#26 妻としての八重

人物

吉海直人(名誉教授)

1878年(明治11年)9月7日に新島新邸が完成した。そこには広い庭があり、新島はそこに畑を作って西洋の農作物を栽培している。イチゴ・梨・リンゴなどの果物を中心に、アスパラガスなど日本では手に入りそうもない珍しい野菜がいろいろ植えられていた。それらの種や苗は、友人の津田仙(学農社)に注文して届けられたものだった。

新島は武家育ちの八重にも鍬を握らせ、「あなたも一平民の細君となった以上、此くらひの事はしなければなりませんよ。会津藩の武士は、其後たいてい落武士となって南部(斗南藩)の方に走り、今では皆百姓をやってゐるではありませんか」(『新島襄片鱗集』334頁)と諭したそうだ。このあたりは新島がリードしている。八重にしても、会津か米沢で畑仕事をしていた可能性は高い。なお新島は武士だったが、ここで「平民」といっているのは、安中(当時は熊谷県)から京都へ本籍を移す際、身分を「士分」から「平民」に改めたからである。

 手作りのクッキーにまつわる楽しいエピソードもある。

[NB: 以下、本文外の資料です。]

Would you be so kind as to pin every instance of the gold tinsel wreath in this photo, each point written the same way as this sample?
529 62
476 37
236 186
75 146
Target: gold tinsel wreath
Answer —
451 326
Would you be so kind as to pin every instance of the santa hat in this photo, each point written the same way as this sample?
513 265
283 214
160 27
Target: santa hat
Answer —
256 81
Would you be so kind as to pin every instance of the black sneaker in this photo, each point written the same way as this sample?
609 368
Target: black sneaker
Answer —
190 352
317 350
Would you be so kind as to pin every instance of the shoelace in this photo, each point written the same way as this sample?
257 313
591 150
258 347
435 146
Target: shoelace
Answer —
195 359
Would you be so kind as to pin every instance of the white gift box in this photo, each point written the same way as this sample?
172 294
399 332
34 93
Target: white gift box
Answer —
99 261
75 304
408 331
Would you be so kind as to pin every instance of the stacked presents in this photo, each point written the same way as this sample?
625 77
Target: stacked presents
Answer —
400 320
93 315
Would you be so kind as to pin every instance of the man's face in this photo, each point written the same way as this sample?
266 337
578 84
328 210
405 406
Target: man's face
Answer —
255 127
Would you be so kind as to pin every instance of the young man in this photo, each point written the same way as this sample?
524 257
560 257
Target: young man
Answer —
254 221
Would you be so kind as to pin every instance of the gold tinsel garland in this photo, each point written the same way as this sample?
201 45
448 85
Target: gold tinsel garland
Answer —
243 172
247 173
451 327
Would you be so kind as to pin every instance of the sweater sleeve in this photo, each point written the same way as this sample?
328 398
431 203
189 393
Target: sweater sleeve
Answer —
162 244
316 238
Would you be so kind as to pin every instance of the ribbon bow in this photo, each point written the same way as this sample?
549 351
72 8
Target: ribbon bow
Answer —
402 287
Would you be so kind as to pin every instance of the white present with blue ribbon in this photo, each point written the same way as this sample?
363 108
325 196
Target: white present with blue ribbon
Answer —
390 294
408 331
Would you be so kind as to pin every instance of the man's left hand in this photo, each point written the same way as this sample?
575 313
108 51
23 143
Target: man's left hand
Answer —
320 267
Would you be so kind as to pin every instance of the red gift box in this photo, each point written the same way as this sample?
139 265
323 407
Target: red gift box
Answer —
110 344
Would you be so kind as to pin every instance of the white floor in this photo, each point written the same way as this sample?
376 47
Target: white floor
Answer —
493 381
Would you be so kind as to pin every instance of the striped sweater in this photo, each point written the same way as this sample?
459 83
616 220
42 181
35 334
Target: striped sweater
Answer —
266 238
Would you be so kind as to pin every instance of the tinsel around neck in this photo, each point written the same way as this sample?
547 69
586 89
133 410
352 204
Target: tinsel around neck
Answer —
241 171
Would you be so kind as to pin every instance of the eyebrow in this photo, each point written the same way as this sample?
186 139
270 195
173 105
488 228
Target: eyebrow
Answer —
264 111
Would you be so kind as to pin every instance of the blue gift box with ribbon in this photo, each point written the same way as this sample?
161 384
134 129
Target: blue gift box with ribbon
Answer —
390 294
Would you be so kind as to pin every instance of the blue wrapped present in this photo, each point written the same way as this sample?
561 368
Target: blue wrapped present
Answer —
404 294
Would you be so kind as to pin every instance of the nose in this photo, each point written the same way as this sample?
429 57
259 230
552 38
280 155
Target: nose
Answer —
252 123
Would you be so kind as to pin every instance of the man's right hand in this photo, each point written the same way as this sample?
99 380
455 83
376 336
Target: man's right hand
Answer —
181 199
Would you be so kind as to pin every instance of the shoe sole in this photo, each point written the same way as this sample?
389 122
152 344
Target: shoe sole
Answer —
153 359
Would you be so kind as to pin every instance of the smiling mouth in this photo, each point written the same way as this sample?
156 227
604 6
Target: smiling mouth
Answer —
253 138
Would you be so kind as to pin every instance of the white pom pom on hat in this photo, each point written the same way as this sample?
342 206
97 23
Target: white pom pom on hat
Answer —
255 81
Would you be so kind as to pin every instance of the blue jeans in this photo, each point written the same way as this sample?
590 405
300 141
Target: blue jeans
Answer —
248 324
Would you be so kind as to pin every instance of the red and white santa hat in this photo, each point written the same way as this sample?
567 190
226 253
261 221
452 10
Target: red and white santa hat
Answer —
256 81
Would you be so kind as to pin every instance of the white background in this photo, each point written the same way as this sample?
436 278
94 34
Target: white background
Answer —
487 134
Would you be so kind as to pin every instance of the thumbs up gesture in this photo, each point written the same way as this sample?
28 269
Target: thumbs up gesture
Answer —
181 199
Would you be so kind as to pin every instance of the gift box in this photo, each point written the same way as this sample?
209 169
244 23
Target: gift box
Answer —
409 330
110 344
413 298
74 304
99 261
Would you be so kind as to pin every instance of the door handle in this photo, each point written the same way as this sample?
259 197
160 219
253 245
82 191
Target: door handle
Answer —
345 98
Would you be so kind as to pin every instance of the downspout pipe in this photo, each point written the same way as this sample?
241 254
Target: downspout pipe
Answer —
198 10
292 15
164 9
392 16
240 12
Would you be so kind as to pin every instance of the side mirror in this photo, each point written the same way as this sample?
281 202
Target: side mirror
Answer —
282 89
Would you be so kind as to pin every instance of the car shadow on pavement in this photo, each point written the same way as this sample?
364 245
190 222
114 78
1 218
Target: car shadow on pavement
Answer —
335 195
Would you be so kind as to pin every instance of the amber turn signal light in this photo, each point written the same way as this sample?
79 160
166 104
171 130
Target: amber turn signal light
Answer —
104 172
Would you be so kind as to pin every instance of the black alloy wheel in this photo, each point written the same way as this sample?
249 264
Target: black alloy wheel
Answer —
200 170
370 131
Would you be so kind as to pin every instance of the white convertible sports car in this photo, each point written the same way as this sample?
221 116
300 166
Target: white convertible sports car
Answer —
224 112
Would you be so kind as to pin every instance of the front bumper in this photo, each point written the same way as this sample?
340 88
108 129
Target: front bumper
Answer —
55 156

新島と教え子の金森通倫(みちとも)は共犯であった。

宅で御客さんを招待するといふ前日でしたが、私は生姜菓子(じんじゃぶれっど)を御客様に出す為にとて造つて置きました。どんな所へ仕まつて置いても菓子ならば、直ぐ探し出して食べて仕まふ襄の癖を知つてゐる私は、一寸(ちょっと)外へ用事があつて家を出る前に、今のジンジャブレッドを戸棚へ仕舞って錠を下ろして置きました。少時(しばらく)して私が帰つて見ると、金森さんと襄とは両人でくすくす笑つてゐる。何か容易ならぬ事があつたのに()まつてゐるとさとつた私は、早速戸棚の錠をたしかめて見た。安全である。もう用意は出来ました菓子はつくつたし。と私が言ふと襄は何喰はぬ顔して、菓子を灸いたつもりなの、と言ふ。私はあまりあやしいと思つたので錠を外づしてみました。すると驚くではありませんか。菓子は一つ残らず無くなつてゐるんです。二人はたうとう白状しました。合鍵はないし、開け様がなかつたので、両人で力まかせに錠を下ろした(まま)戸を一度外して、不意攻撃をやつたのでした。私はぶつぶつこぼしながらまた菓子を()かなければならぬのでした。(『追悼集Ⅱ』278頁)

八重がちょっと留守にした間に、きちんと鍵を掛けて戸棚にしまっておいた来客用のジンジャーブレッドが二人に食べられてしまったので、もう一度焼き直したという話である。八重の文章もなかなか達者である。ただこれだと新島は盗み食いの常習犯だったことを暴露したことになる。これが新島を信奉する弟子達の怒りを買ったのかもしれない。

その通倫が語った八重の逸話もある。

    綿入れを貰う

  私は熊本を追ひ出されてから、長崎で浴衣地を一枚二銭で買ひまして、都へ上ぼって参りました。幾ら何でも六月から秋にかけて十月頃迄も、破れ浴衣(ゆかた)一枚で居るものは私以外誰一人とて見つからなかった。祈祷会などには真にふるひながら祈ったのでした。けれど私自身としては冬は寒いものだと自覚してゐました。或る夜、祈祷会の帰るさ、そこに居らっしゃる未亡人は私の身なりに見兼ねて宅へ来いと言はれた。お菓子にでもありつくのかと寒風に(ふる)ひながら先生の宅をお訪ねしました。奥様はぶくぶくした大がさの着物を私に呉れるのでした。私は生れて始めて綿入れを見たのでした。有難く頂戴して帰るさ仙洞御所の前迄来て、肌をつんざくあまりの寒さに堪え兼ねて、貰った綿入れを浴衣の上に重ねたのでした。ぬくいといったら!成程綿入はぬくいものだと(はじ)めて知りました。(追悼集Ⅱ275頁)

綿入れのプレゼントは、新島校長夫人としての八重の心遣いであろう。これなど新島の私生活を知る上でも貴重な資料ではないだろうか。つまり八重を知ることは、必然的に私生活における新島を知ることにつながるのである。というより、家庭における新島については、八重以外に語れる人はいないはずだ。 なお自民党の石破茂元総理大臣は、この通倫の曾孫にあたる人である。